“I don’t think so. But my God, Mark, a bullet-”

“What about it? Nobody here will ever figure out how he died. The local yokels’ll call it the wrath of the gods or something, and then they’ll forget it. All we have to do is sit tight for three weeks until the timer recharges, and then it’s back to 2059 and lots of lovely money.”

“I suppose so,” Muller agreed slowly. “I kind of liked old Eprius, though.”

“Liked him? Lou, he was just a stupid savage, like all the other stupid savages here and now. Look around. Is there anything here but filth and disease and superstition? You couldn’t pay me to time if it weren’t for xanthomycin. Come on, let’s get back to the inn. Like the fellow said, my man, the play’s the thing, and we’ve got it.”

“What about the gold?”

“You want to go back and get it? Relax; it’ll confuse the issue, anyway.” They walked on in silence until they came to the inn. “What a dump,” Alvarez sighed. “Oh, well, at least it has a bed, and I need sleep right now. We’ve had a busy night.”

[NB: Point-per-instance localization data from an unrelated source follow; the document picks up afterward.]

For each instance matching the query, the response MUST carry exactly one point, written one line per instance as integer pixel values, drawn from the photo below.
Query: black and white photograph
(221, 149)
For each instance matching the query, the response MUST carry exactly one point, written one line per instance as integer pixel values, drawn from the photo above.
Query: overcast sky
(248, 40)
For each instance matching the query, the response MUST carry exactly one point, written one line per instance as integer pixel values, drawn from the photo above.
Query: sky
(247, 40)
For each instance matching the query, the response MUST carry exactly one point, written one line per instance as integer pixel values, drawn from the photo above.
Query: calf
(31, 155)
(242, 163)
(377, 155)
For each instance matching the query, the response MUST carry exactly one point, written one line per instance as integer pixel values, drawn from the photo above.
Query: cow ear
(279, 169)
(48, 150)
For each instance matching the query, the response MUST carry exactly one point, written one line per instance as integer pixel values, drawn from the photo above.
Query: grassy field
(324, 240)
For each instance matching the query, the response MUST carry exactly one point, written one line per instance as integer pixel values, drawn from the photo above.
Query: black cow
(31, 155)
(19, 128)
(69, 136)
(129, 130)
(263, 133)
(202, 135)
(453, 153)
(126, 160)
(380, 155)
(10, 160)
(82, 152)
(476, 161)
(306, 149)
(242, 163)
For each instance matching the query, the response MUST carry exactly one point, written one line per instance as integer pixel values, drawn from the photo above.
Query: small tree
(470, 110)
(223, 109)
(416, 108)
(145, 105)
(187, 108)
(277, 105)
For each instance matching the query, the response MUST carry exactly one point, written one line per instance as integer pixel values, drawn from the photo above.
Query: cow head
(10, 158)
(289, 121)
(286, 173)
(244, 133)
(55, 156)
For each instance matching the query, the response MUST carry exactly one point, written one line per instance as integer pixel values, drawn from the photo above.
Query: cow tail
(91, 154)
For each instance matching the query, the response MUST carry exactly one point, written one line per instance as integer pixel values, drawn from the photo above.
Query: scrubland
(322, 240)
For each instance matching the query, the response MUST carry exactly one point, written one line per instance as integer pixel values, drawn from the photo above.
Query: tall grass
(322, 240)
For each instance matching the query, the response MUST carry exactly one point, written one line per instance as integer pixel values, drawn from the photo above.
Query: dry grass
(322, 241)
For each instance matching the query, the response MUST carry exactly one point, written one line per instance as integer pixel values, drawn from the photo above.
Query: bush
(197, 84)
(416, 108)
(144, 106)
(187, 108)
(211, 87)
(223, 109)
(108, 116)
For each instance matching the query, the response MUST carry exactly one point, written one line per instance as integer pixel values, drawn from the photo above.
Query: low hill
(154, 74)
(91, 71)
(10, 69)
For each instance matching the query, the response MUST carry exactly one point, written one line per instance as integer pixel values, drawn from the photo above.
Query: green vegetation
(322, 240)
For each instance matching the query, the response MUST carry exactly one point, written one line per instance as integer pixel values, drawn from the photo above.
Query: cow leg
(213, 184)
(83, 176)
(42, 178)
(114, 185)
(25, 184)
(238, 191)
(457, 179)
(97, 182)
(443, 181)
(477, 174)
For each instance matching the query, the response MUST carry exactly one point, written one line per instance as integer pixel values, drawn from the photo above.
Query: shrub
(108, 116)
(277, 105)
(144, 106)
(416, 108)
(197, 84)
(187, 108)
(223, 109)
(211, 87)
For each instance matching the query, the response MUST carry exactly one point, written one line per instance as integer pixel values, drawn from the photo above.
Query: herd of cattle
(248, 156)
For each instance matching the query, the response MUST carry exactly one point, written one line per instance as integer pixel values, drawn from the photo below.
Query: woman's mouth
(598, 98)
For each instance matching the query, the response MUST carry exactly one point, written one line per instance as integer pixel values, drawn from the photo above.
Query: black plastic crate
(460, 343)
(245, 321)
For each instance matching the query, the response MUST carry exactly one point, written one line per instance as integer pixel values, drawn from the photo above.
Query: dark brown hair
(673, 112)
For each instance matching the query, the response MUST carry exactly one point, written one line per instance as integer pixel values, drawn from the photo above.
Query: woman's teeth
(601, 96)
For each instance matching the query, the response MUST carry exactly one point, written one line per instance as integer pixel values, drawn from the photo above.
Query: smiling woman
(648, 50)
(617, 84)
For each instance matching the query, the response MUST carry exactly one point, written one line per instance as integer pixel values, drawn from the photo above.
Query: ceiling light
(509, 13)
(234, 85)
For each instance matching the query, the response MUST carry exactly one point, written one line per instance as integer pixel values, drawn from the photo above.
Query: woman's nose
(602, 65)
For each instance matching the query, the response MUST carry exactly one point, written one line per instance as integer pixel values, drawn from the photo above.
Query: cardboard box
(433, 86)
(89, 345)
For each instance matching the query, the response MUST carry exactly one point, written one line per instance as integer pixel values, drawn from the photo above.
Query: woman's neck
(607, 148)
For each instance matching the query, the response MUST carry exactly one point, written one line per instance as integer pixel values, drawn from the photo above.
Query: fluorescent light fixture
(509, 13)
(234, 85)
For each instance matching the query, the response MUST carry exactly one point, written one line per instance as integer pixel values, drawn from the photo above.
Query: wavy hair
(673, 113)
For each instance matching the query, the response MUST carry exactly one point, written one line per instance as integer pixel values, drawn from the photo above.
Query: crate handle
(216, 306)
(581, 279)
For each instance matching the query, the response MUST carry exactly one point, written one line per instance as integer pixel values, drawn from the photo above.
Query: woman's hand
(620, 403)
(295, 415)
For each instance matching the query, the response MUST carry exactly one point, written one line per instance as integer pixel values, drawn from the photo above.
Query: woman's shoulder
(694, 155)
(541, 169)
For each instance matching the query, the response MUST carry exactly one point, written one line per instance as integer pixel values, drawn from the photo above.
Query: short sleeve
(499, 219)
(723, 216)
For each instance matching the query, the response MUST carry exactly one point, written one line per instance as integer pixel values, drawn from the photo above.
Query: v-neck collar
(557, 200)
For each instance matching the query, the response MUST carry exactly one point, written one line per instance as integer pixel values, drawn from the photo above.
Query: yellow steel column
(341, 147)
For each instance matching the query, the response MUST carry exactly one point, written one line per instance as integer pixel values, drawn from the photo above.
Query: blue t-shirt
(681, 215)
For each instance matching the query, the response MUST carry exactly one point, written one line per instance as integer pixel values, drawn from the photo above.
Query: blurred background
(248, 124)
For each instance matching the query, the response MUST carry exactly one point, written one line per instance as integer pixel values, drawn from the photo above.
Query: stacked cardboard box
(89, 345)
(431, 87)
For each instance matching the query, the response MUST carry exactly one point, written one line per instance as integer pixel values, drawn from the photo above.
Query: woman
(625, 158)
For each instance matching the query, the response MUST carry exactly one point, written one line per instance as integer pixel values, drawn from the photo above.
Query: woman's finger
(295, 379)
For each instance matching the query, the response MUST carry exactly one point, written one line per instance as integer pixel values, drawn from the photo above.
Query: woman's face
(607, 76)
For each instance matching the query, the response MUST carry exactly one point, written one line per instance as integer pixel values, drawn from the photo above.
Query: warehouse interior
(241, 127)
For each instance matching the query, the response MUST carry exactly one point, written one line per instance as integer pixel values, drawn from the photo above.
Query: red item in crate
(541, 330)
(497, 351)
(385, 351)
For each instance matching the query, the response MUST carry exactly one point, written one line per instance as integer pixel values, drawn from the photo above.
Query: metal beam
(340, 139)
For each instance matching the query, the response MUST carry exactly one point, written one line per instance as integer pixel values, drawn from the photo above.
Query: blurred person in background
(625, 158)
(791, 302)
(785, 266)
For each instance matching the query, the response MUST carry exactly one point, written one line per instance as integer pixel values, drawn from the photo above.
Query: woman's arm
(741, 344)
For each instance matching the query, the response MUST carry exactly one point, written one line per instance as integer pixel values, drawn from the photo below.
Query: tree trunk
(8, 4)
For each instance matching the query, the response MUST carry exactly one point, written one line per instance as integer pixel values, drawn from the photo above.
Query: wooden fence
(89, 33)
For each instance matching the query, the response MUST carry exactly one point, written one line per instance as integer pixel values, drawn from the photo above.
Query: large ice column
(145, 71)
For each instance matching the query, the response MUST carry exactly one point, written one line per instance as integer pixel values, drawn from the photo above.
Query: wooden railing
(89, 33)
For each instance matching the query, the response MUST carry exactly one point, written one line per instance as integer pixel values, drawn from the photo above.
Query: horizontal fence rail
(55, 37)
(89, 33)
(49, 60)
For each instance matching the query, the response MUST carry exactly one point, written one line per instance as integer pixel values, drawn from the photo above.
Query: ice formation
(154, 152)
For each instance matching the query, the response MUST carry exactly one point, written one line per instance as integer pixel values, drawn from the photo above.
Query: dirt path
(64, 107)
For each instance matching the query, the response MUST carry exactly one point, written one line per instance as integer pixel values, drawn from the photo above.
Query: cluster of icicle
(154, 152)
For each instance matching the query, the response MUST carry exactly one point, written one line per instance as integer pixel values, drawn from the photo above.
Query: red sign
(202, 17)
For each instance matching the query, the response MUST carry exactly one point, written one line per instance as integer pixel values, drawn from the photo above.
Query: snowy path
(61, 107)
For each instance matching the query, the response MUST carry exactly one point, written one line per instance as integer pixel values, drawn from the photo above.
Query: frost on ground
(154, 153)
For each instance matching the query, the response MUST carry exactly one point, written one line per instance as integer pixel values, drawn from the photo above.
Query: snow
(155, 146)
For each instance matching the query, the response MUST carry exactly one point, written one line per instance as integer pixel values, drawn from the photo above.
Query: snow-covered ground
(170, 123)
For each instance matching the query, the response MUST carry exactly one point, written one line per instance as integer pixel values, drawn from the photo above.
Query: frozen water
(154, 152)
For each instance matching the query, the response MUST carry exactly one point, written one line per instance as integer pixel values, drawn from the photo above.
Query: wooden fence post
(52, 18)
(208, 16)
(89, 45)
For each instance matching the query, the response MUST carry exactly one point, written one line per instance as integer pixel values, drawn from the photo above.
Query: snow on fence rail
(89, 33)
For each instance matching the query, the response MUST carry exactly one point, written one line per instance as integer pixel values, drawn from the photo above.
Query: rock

The sound of a fist crashing against his door hauled Gaius Tero from the depths of slumber. Stifling a curse, he climbed out of bed and threw on a mantle. His wife stirred and muttered drowsily.”It sounds like business, Calvina,” he said. “Go back to sleep.” A forlorn hope indeed, with his door being battered down. “I’m coming, I’m coming!” he shouted, and the pounding stopped. As tesserarius of Vesunna’s seven-man detachment of vigiles, he wondered what had gone wrong now. Had someone knocked over Porcius’ wine shop again, or had Herennius

Fundanus’ firetrap of a stable finally decided to go up in smoke? Either way, the responsibility fell on him, for the vigiles were constabulary and fire brigade both.